Students from Bournemouth University had the opportunity to put their questions to midfielder, David Brooks.
The virtual question-and-answer session took place ahead of the BU Big Match, a designated game each season which celebrates the partnership between Bournemouth University and AFC Bournemouth. This year’s game will take place against Brentford on Saturday 24 April.
Brooks spoke to students about his career in football, from starting out at Sunday games as a child in his hometown of Warrington to being picked up by the Manchester City academy and playing for Wales.
Students asked a range of questions, covering everything from nutrition before a match to the mindset needed to deal with the pressures and expectation that come alongside a top-flight football career.
When asked about the mindset needed going into games and how he dealt with making mistakes, he said: “You have to take risks and 75% of the time, they don’t pay off so you can’t get too bogged down in it because the next one might be the match winner.
“I kind of like the pressure – it’s nice to think that people think you’re a good player and expect a lot from you.
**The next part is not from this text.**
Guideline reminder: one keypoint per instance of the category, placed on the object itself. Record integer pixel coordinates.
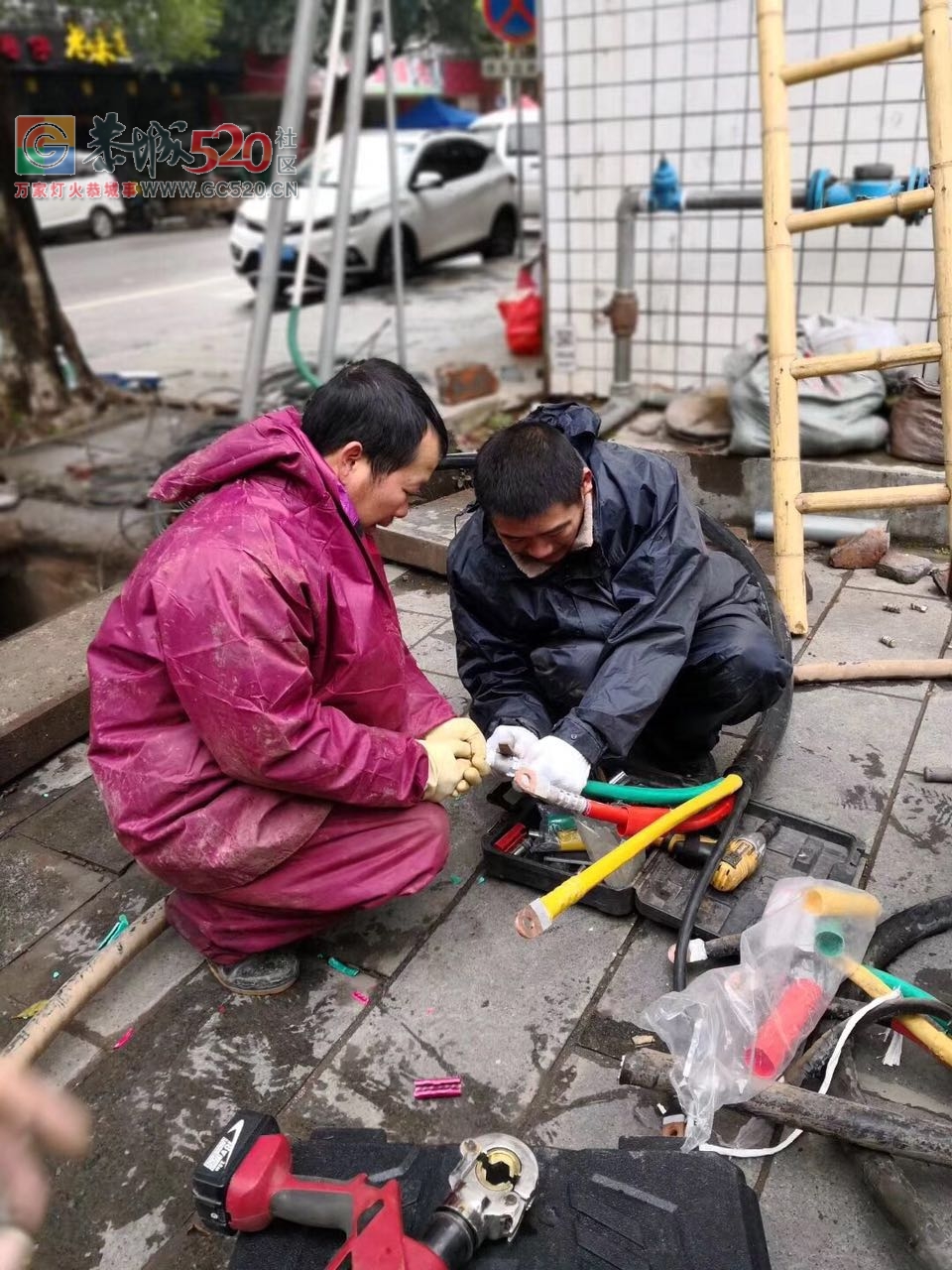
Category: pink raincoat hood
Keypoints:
(273, 441)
It’s a welcome pressure for any player that wants to be the best.”
He added that, despite the distance from his hometown and family and friends, he enjoys living in Bournemouth.
“It’s an eight-hour journey to get home [to Warrington] and back, but all the lads were really nice and I just felt at home and at ease before moving down here.
“It’s a very nice place and it’s great being able to chill on the beach when it’s nice weather.”
Dr Keith Parry, deputy head of the department of sport and event management, also commented: “This event provided students with a unique opportunity to talk with an elite level athlete.
"David’s openness and honesty was really refreshing and provided students on courses such as nutrition, sport coaching and business with insights into the life of an international footballer.
“His advice to students on finding something that they are passionate about and then working hard to pursue it was particularly useful.”